En Madrid, al igual que ocurre en el resto de ciudades de España, los hábitos de consumo no son estáticos, sino que están en constante evolución. Y en los últimos años han cambiado a un ritmo especialmente acelerado. La inflación y el aumento del coste de la vida han apretado con fuerza, erosionando poco a poco el poder adquisitivo de los madrileños y dejando una huella cada vez más visible en el día a día, tal y como recogen medios especializados como Merca2. Ahora todo se examina con más detenimiento. Qué se compra, cuándo y cómo conviene hacerlo, en qué lugar y, sobre todo, por qué. Nada queda al azar. Porque en el contexto actual, acciones tan corrientes como llenar la nevera, echar gasolina o renovar el armario han dejado de ser automáticas.
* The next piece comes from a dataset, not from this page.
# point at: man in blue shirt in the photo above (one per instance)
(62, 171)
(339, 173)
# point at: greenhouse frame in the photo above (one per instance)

Detrás de cada decisión hay números, comparaciones y, no pocas veces, renuncias.
Uno de los cambios más visibles en Madrid es la forma de hacer la compra. Los precios de la comida han subido tanto que productos básicos como los huevos, las verduras, el aceite, la carne o el pescado han experimentado un encarecimiento notable. Por eso, muchos madrileños han cambiado sus hábitos de consumo. En lugar de llenar el carro cada vez que van al supermercado, ahora compran con más cabeza: planifican mejor sus visitas, acuden con mayor frecuencia a las tiendas, pero realizan compras más pequeñas, e incluso se reparten las compras entre varios supermercados para aprovechar ofertas y ahorrar dinero. Además, las marcas blancas han ganado protagonismo, ya que se consideran una alternativa más económica sin renunciar necesariamente a la calidad.
En paralelo, los madrileños siguen intentando encontrar ese punto medio entre comprar en tienda física y hacerlo online. No es fácil, sobre todo en un contexto de presión económica, pero aun así muchos tratan de no perder el hábito de apoyar al comercio local siempre que pueden. Las tiendas de barrio, poco a poco, vuelven a ganar presencia como una opción de confianza, gracias a su cercanía, trato personal y relación directa con el cliente. Eso sí, el comercio electrónico no ha perdido fuerza. Más bien al contrario. La comodidad de comprar desde casa y, en muchos casos, unos precios más económicos hacen que siga siendo una alternativa muy difícil de ignorar. A esto se suma la facilidad que ofrecen las aplicaciones móviles y las plataformas digitales para comparar precios, encontrar ofertas o acceder a descuentos, lo que al final también se traduce en un mayor ahorro.
Por último, se aprecia una clara tendencia a recortar gastos no esenciales debido al elevado coste de vida en la ciudad. Aunque Madrid sigue ofreciendo una amplia y accesible oferta gastronómica y muchas opciones de ocio, cada vez más madrileños están reduciendo la frecuencia con la que comen fuera de casa, limitan los planes de entretenimiento y compran menos ropa de forma impulsiva. No se trata tanto de consumir menos, sino de hacerlo con más cabeza. En muchos casos, se sustituye la salida a restaurantes por cocinar en casa. El ocio también se ha trasladado al hogar, con mayor consumo de plataformas digitales y menos gasto en actividades fuera. En moda, se compra con menos frecuencia, evitando compras compulsivas y apostando por prendas más económicas, duraderas y versátiles.